The Viasat hack of four years ago was an inflection point for the industry. The satellites that are being launched today are a far cry from the satellites of a decade ago. The industry is putting more capabilities on orbit than ever before, which means the attack surface is changing.

“I think it is only a matter of time [before another major incident involving a space company], even though we’ve gotten better, the community is better,” Laudermilch said. “No security system is perfect, and it really boils down to resilience. In these cases, cybersecurity controls are about prevention. Resilience is when prevention fails. And I think that’s an area that we’ve all invested very heavily in since the Viasat event, and hopefully that pays off when the next when the next event happens.”

Viasat, and Mar in particular, has been very transparent about what happened and sharing the learnings with the industry. Two years ago, Viasat laid out the whole attack chain. It has both talked about this privately as well as in public forums. “It never stops. It continues every day. I have to always tell people that it’s actually hand-to-hand combat,” Mar said.

Tandon said the industry has come a long way, but that it can do more. “I feel the biggest opportunity is about sharing of operational incidents in near real time, so not after the fact reports. Those are things which matter. Near real time operational incident sharing could be another opportunity.”
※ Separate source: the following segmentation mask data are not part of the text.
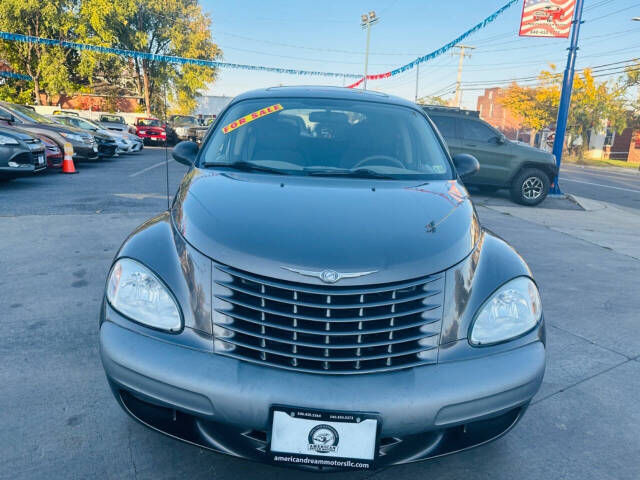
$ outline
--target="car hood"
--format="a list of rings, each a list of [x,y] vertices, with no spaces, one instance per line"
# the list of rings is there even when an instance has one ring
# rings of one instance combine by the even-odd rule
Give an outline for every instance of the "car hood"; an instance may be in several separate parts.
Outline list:
[[[7,135],[9,137],[14,137],[22,141],[28,141],[34,138],[34,136],[29,134],[29,132],[26,132],[25,130],[20,130],[19,128],[13,128],[13,127],[9,127],[9,128],[0,127],[0,134]]]
[[[192,169],[172,207],[174,226],[209,258],[282,280],[282,267],[371,272],[339,285],[386,283],[445,270],[480,235],[456,181],[389,181]]]
[[[164,128],[162,127],[145,127],[144,125],[138,126],[138,131],[144,130],[149,133],[162,133],[164,132]]]

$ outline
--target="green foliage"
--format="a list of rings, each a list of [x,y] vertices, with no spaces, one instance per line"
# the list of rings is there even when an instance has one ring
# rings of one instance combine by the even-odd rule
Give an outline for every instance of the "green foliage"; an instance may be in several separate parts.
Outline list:
[[[535,87],[510,85],[501,99],[524,126],[536,131],[555,123],[558,115],[562,76],[554,70],[552,65],[550,70],[542,71]],[[602,131],[609,127],[622,131],[628,121],[626,88],[617,82],[598,82],[589,69],[575,75],[568,121],[571,133],[586,140],[591,129]]]
[[[439,96],[428,96],[428,97],[421,97],[418,100],[416,100],[416,103],[418,105],[442,105],[442,106],[447,106],[449,105],[449,101],[445,100],[442,97]]]
[[[80,13],[88,35],[103,45],[208,60],[221,55],[197,0],[85,0]],[[135,60],[131,68],[147,112],[166,113],[166,94],[176,112],[188,113],[216,75],[208,67],[150,60]]]

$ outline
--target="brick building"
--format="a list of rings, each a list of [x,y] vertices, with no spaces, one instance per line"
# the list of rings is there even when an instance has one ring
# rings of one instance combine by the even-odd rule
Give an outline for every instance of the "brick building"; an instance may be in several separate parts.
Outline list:
[[[480,118],[496,127],[507,138],[528,142],[529,130],[523,129],[521,119],[502,106],[500,99],[503,96],[503,88],[485,88],[484,94],[478,96],[476,109],[480,112]]]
With multi-orbit and LEO strategies now increasingly prevalent, security questions are changing. Telesat is building out its Lightspeed constellation. In terms of the impact on security, Tandon said, “While there are smaller, more satellites, multi-orbit constellations, we have resiliency, redundancy by design. There is a safety net, but what it opens up again, is more attack surfaces, more interfaces, more software. We need to have cyber security by design in different stages. When we are designing a multi orbit operations, cybersecurity has to be right at the center of things. It can no longer be a bolt on later.”

Laudermilch said one of the really cool things about building a smallsat mesh constellation is the ability to do different types of security than we can do with a more exquisite spacecraft. He talked about having this mesh network in space. “The vehicles are talking to each other, so if you get a threat actor on the ground that are directing RF attacks or high energy directed attacks, the network of small satellites can adapt very quickly. So, for example, if this region of the Earth is sending me all kinds of junk and trying to compromise my command and control, I’ll just stop listening as I fly over this part of the Earth, and instead, I’ll get my command and control from my neighbor satellites through those links.”
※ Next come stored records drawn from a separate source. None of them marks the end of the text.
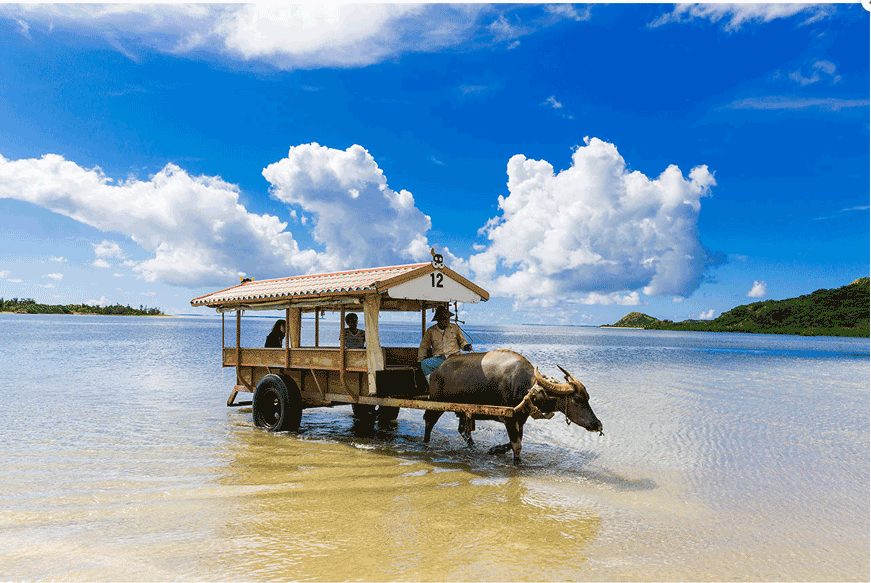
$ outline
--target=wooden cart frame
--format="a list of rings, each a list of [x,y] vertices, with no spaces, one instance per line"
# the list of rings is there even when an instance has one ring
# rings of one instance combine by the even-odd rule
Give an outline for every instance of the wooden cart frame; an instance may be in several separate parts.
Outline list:
[[[417,365],[418,349],[383,346],[380,339],[381,312],[419,312],[423,334],[429,324],[429,310],[488,299],[485,290],[445,267],[440,256],[435,256],[432,263],[244,281],[194,298],[191,305],[212,307],[221,313],[222,365],[236,369],[236,383],[227,405],[253,403],[255,424],[270,430],[295,430],[302,409],[341,404],[512,417],[514,409],[510,407],[429,400]],[[284,312],[287,325],[283,348],[242,347],[243,313],[260,310]],[[320,346],[321,314],[328,311],[340,316],[337,347]],[[235,313],[233,346],[226,346],[225,340],[228,312]],[[345,348],[345,315],[349,312],[363,314],[364,349]],[[314,346],[300,345],[303,314],[314,315]],[[268,406],[261,407],[272,408],[265,417],[257,411],[261,385],[265,388],[260,392],[271,395]],[[237,403],[242,392],[254,393],[252,402]]]

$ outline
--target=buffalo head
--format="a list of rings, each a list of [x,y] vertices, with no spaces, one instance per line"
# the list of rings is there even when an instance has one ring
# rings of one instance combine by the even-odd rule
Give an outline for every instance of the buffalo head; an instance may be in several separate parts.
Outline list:
[[[563,367],[557,367],[565,375],[565,382],[552,381],[538,372],[535,368],[535,382],[543,388],[549,397],[556,400],[554,410],[560,411],[566,416],[566,421],[580,425],[587,431],[602,431],[602,422],[593,413],[590,407],[590,395],[584,383],[576,379]]]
In the Q and A section of the panel, an attendee asked what the CISOs would do with another $100 million in their security budget.

Duggal said he would focus the money trying to bring all of his data into one place where it could be applied to many of the issues that had been discussed.

“The data is still done in a place where it all needs to be sorted to make it actionable,” Duggal said. “There are these pockets of action instead of something more comprehensive. I think it to be truly actionable across all areas of the business, I would probably spend a little money to make that happen.”